7. Why does console.log(friends.key) print `undefined` inside the search function?


#1

I don't understand why console.log(friends[key]) works inside the function to print to the console, but console.log(friends.key) does not. The second command console.log(friends.key) does work when it's not written inside the function...see below.

var search=function(name) {
    name=name.toLowerCase();
    console.log(" Searching for " + name + "...");
    for (var key in friends) { 
        if (key===name) {
            console.log(friends.key);
            // console.log(friends[key]);
            return friends[key];
        }
    }
};
console.log(friends.steve);

console.log("Output from search('steve')'");
search("steve");
console.log("");

The output is

{ firstName: 'Steve',
  lastName: 'Jobs',
  number: '(550)555-1958',
  address: [ '17 Apple Drive', 'Portland', 'OR', '00000' ] }
Output from search('steve')'
 Searching for steve...
undefined

So---not inside the function, console.log(friends.key) returns just fine. Inside the function, doesn't work. I tried console.log(friends[key]) (currently commented out), and that command does work inside the function. But why does the other command only work outside the function?


#2

@mimi314159,

var friends= {
              bill: { firstName: 'Bill',
                      lastName: 'Gates',
                      number: '444-444-4444',
                      address: [ 'One Microsoft way', 'Redwood', 'WA' ]
              },
             steve: {
                      firstName: 'Steve',
                      lastName: 'Jobs',
                      number: '333-333-3333',
                      address: [ 'Two infinite loop', 'Bentown', 'DV' ] 
              }
   };

keep repeating these two lines
An object has one or more properties seperated by a comma-,
Each property consists of a property-key and it's associated value

Description of the friends object.
The friends object has 2 properties and are seperated by a comma-,

there is a bill property with property-key bill and it's associated object value
(this associated object has 4 properties, the property-keys being firstName, lastName,number and address)
there is a steve property with property-key steve and it's associated object value
(this associated object has 4 properties, the property-keys being firstName, lastName,number and address)
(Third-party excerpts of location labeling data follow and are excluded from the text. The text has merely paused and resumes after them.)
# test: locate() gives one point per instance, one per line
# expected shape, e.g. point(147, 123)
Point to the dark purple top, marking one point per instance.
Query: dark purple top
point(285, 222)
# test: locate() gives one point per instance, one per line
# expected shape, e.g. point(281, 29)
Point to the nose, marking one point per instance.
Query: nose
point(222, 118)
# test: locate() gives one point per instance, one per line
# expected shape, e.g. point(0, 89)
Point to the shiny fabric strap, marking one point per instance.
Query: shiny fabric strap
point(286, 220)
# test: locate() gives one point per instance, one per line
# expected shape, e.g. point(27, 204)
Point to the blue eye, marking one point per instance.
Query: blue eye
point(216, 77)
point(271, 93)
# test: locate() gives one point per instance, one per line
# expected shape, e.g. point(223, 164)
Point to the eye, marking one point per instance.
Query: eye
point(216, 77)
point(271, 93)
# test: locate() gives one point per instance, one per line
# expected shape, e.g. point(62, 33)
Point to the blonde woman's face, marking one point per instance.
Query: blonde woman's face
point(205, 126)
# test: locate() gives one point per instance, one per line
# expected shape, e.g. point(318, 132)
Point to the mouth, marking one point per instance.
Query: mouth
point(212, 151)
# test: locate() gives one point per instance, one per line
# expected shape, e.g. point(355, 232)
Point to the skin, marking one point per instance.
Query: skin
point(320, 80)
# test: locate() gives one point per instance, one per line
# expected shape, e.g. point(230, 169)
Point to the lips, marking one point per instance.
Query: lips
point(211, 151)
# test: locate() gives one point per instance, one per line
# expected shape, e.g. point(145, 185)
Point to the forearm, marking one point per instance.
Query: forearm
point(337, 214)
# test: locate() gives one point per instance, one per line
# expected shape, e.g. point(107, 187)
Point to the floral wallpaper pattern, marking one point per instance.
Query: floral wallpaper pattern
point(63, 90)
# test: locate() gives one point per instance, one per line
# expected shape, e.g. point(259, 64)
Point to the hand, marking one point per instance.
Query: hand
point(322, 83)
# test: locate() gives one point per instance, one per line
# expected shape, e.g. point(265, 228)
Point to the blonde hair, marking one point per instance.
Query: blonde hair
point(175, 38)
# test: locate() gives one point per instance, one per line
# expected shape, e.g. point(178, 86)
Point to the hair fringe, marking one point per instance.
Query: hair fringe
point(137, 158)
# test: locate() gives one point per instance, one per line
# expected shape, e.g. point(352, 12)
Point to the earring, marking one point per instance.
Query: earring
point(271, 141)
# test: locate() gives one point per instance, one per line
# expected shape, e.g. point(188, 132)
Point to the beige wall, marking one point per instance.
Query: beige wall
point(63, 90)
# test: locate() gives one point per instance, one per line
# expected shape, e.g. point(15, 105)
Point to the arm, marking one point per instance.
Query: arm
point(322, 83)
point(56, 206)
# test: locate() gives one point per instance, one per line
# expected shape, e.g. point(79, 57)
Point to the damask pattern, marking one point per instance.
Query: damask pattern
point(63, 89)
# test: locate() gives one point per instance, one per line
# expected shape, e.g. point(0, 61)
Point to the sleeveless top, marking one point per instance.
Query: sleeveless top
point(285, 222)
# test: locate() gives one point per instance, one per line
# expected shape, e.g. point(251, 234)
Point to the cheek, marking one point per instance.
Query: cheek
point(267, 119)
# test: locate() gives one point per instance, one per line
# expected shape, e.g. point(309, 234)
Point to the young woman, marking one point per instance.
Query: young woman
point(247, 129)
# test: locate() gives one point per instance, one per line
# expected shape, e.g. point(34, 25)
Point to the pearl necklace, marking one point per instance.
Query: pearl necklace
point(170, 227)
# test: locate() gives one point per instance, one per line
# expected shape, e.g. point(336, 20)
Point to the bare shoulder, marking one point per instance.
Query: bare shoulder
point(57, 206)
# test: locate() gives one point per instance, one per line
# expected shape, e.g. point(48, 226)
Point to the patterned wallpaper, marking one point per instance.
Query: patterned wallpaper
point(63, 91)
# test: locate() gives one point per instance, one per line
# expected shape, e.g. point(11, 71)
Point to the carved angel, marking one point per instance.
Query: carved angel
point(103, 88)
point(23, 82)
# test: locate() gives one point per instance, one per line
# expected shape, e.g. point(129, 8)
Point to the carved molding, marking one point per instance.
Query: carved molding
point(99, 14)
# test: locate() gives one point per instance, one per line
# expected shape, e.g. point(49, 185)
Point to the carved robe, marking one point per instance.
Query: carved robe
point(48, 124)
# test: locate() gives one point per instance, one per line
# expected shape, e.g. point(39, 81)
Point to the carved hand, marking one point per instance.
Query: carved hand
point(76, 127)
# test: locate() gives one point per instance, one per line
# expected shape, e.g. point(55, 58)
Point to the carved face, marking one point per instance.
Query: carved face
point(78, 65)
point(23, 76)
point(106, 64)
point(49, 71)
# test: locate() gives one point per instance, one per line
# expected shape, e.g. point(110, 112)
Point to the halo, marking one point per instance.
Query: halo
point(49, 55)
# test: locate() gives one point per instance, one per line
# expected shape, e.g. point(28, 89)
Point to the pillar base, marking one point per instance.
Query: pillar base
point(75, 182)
access via dot-notation == only literal property-key allowed

friends.bill ==> you will get the associated value of the bill property-key, thus
you get the object with 4 properties

friends.bill.lastName ==> you will get the associated value of the lastName property-key

access via the square-bracket-notation == literal & VARIABLE

1 using the literal property-key

friends["bill"]
friends["bill"]["lastName"]

2 using the property-key by reference (=== via a variable )

var propertyKey1 = "bill";
var propertyKey2 ="lastName";
friends[propertyKey1] ==> you will get the associated value of the bill property-key, thus
you get the object with 4 properties

friends[propertyKey1][propertyKey2]
in this case you will get the string VALUE of the lastName property
of the associated object VALUE of bill


#3

Gotcha. That makes perfect sense. Thank you for your explanation.